Since this is my first hack, I wanted to try and keep the actual “hacking” to a minimum and be creative with materials. My starting point was the Clever Cat litter box itself, which has a 20” by 15” base and stands 15” high. I found the Akurum 30” by 24” wall cabinet frame, which when turned on its side (so it is 30” tall instead of 24”) would be perfect, allowing enough room for the litter box itself and head room for kitty to jump on top of it. I selected the wall cabinet frame because it had 5 sides, whereas the base cabinet frame only had 4 sides. I assembled the cabinet as the instructions indicated.
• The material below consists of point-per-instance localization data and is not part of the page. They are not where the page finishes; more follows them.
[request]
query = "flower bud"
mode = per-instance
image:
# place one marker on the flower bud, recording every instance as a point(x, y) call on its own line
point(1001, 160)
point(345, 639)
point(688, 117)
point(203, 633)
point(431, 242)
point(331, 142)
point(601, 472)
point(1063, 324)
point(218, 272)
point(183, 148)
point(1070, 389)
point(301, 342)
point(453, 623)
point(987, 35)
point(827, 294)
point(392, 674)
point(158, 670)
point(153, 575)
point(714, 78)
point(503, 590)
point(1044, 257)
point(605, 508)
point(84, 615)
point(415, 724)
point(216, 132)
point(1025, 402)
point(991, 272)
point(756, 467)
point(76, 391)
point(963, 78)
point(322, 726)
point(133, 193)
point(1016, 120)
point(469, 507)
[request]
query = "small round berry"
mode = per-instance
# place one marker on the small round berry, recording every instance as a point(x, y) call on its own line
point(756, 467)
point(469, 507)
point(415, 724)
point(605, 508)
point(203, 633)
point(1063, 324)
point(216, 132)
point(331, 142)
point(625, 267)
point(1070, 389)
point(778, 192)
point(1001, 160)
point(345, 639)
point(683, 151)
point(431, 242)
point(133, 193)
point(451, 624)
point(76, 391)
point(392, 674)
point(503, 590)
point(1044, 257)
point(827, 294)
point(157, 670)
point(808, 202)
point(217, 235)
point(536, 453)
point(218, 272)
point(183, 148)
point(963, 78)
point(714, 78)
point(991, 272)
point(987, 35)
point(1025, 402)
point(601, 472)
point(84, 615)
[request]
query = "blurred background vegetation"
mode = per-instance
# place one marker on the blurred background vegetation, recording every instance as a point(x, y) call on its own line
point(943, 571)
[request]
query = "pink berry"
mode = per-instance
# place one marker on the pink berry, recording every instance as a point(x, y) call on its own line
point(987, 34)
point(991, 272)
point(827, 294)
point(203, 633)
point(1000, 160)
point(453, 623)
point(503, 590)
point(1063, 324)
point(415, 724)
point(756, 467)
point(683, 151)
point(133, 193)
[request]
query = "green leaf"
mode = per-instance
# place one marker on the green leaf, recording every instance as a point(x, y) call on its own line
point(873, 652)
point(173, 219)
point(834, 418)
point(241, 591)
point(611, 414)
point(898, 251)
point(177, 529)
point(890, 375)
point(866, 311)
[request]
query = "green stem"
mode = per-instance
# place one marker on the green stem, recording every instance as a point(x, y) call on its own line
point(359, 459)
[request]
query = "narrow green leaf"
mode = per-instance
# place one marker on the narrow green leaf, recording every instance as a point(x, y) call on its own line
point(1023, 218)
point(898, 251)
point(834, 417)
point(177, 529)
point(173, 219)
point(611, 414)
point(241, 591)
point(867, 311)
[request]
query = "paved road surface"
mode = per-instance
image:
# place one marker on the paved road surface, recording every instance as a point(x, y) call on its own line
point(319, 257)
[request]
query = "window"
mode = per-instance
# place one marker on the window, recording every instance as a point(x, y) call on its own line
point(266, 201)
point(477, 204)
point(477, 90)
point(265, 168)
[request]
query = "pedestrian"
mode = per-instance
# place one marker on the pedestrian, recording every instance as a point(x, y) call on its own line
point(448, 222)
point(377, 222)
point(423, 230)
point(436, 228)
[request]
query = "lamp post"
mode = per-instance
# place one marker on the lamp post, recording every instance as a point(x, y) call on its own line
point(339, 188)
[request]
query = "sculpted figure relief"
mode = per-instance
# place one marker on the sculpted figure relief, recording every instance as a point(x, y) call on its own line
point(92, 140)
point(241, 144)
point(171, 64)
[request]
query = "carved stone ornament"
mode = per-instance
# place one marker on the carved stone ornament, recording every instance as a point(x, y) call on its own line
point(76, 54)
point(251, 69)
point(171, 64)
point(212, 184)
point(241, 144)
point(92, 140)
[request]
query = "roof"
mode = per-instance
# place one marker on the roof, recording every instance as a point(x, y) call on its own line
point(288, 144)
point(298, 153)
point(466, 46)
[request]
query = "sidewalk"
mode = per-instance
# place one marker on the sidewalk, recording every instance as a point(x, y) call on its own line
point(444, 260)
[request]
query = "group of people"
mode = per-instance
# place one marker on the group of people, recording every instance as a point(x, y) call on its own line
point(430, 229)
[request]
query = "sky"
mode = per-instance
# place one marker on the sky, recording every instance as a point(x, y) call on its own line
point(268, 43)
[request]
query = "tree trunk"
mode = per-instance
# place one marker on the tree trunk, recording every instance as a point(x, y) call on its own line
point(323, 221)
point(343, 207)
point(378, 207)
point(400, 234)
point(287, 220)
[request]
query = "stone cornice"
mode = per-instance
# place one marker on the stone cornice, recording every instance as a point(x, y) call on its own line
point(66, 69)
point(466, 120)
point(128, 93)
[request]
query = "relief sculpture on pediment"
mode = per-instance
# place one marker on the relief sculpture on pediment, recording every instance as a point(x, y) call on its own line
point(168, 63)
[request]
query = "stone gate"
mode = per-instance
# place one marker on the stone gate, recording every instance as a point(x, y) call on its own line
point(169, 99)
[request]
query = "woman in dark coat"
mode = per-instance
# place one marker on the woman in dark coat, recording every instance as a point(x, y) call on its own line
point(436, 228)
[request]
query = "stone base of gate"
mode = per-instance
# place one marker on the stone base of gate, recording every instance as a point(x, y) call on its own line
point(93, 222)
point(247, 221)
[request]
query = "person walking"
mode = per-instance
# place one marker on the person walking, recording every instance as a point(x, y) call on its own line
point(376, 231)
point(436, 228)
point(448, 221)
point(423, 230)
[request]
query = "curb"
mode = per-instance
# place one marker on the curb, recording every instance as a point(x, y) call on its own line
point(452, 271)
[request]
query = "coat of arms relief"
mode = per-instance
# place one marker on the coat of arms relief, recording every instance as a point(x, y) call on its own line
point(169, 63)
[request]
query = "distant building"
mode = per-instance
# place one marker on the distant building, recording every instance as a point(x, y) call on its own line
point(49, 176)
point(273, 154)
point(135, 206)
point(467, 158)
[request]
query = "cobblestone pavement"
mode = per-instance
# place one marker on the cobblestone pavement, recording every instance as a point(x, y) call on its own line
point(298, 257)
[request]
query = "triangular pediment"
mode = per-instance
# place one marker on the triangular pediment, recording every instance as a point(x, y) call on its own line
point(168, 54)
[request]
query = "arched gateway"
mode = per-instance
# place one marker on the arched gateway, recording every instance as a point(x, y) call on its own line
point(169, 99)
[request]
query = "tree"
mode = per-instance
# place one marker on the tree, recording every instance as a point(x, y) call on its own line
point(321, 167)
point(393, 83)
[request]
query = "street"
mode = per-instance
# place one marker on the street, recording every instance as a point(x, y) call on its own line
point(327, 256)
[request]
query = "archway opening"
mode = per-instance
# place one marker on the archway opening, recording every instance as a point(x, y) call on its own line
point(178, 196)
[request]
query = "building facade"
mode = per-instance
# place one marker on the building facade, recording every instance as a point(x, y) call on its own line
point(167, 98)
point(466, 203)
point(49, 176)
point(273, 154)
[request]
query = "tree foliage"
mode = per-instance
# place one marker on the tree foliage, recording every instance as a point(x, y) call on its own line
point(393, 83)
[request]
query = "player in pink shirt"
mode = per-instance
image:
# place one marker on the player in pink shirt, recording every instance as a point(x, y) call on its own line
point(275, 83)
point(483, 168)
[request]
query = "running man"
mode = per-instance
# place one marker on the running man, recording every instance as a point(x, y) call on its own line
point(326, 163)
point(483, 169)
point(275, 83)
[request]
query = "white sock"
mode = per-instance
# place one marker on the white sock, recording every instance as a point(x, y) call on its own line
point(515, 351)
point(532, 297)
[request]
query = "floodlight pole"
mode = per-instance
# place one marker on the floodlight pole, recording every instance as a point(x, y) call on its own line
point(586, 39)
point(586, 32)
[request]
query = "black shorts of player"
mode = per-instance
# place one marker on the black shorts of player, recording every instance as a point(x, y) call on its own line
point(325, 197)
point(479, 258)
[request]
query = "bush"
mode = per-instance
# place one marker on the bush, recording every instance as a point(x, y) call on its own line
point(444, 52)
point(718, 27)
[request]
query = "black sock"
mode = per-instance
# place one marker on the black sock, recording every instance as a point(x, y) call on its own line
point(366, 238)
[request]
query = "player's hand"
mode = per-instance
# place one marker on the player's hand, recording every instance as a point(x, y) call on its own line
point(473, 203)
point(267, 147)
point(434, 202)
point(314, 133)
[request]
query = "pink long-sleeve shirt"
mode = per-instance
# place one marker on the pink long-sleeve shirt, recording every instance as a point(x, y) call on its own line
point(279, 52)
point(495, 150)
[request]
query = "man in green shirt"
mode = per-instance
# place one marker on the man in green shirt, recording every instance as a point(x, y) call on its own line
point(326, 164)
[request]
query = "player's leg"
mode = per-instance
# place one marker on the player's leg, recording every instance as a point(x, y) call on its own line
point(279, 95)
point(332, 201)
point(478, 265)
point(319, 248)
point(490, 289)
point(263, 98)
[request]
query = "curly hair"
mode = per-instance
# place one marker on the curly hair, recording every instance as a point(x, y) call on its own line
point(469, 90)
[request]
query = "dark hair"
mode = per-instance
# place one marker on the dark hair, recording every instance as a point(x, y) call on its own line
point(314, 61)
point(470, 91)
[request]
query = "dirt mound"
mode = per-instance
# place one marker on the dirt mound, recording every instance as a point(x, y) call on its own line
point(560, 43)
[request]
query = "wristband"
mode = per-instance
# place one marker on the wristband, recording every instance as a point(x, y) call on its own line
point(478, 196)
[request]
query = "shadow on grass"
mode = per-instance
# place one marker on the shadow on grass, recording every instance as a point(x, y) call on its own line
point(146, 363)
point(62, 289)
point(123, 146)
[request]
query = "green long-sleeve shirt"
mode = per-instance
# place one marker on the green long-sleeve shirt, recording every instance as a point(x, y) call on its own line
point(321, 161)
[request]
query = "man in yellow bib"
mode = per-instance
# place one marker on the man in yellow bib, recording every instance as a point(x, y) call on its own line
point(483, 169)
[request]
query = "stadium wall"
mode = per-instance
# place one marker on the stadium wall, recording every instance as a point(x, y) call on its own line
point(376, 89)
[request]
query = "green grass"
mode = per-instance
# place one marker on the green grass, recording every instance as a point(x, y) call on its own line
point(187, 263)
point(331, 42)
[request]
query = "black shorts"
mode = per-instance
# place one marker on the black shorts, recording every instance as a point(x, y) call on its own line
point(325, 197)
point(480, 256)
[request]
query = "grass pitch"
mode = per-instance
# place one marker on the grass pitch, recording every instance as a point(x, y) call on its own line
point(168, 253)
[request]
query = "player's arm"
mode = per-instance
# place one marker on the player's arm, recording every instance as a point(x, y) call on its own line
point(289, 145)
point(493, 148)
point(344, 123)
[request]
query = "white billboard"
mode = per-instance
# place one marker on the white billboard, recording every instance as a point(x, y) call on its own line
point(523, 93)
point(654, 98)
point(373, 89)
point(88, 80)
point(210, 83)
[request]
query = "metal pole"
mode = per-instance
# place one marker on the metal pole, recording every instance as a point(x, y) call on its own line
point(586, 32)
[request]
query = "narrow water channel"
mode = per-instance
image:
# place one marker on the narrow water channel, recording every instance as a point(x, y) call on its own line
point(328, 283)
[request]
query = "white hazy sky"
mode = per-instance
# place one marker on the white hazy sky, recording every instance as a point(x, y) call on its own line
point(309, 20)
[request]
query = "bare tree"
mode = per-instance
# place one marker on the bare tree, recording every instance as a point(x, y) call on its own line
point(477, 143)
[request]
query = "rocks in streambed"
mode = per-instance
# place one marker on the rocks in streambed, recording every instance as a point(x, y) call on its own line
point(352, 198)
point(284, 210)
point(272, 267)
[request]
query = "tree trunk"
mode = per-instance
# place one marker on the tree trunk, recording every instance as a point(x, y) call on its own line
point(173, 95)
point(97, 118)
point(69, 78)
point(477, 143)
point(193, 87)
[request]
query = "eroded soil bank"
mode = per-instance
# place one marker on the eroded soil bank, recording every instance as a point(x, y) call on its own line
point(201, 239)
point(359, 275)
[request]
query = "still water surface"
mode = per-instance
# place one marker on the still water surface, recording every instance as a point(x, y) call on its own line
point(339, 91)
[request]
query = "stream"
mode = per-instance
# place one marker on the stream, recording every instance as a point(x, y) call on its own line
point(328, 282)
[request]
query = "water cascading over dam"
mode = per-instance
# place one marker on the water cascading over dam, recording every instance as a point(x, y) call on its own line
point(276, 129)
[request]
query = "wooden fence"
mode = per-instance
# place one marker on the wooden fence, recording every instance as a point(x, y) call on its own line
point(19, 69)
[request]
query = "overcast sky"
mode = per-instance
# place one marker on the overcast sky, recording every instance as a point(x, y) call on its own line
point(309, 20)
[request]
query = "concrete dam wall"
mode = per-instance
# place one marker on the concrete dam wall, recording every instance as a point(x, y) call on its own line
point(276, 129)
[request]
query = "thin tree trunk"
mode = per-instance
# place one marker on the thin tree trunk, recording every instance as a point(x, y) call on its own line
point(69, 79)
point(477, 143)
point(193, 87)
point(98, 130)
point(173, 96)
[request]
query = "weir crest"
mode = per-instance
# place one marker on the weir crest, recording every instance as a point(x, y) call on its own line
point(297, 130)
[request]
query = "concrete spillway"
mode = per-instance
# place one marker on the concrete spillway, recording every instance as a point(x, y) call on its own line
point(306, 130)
I had to get a little creative with the doors and drawer because I put the wall cabinet on its side. By rotating the wall cabinet, all the pre-drilled holes for installing drawers, shelves and doors were on the top and bottom of the cabinet. This set up was fine for the bottom door (Härlig 15” by 24”) which opens down like a drawbridge. The top though required extra effort. Because I didn’t want to cut anything, I bought a smaller door for the top half (Härlig 15” by 15” door) which left a large opening for kitty’s entrance. Unfortunately the pre-drilled holes in the top of the cabinet wouldn’t work for this door, so I measured where holes would need to be on the left hand side of the cabinet and drilled them myself to hang the door.
The final piece of the design was the drawer. Another challenge with this (and any) litter box is that it’s heavy to drag in and out of a cabinet. Installing a drawer (Rationell fully extending 24” drawer) allows me to easily pull the box out of the cabinet to clean and then move it back in again. But like the small door on the front, there aren’t pre-drilled holes to work from so those have to be measured, marked and drilled on your own. The drawer also had to be elevated slightly to clear the hinges from the large door on the bottom. Also be aware that the unit can lean or tip when the drawer is fully extended since the litter box is heavy. Anchoring the cabinet to a wall can fix this.
After that, there are just small additional things I did for the cabinet. I added a hook to the back of the small door for the scooper and a hook to the side of the cabinet for a dustpan and broom. There was also enough space next to the litter box to store a small trash can and the extra litter container. This self-contained litter station cost me about $115.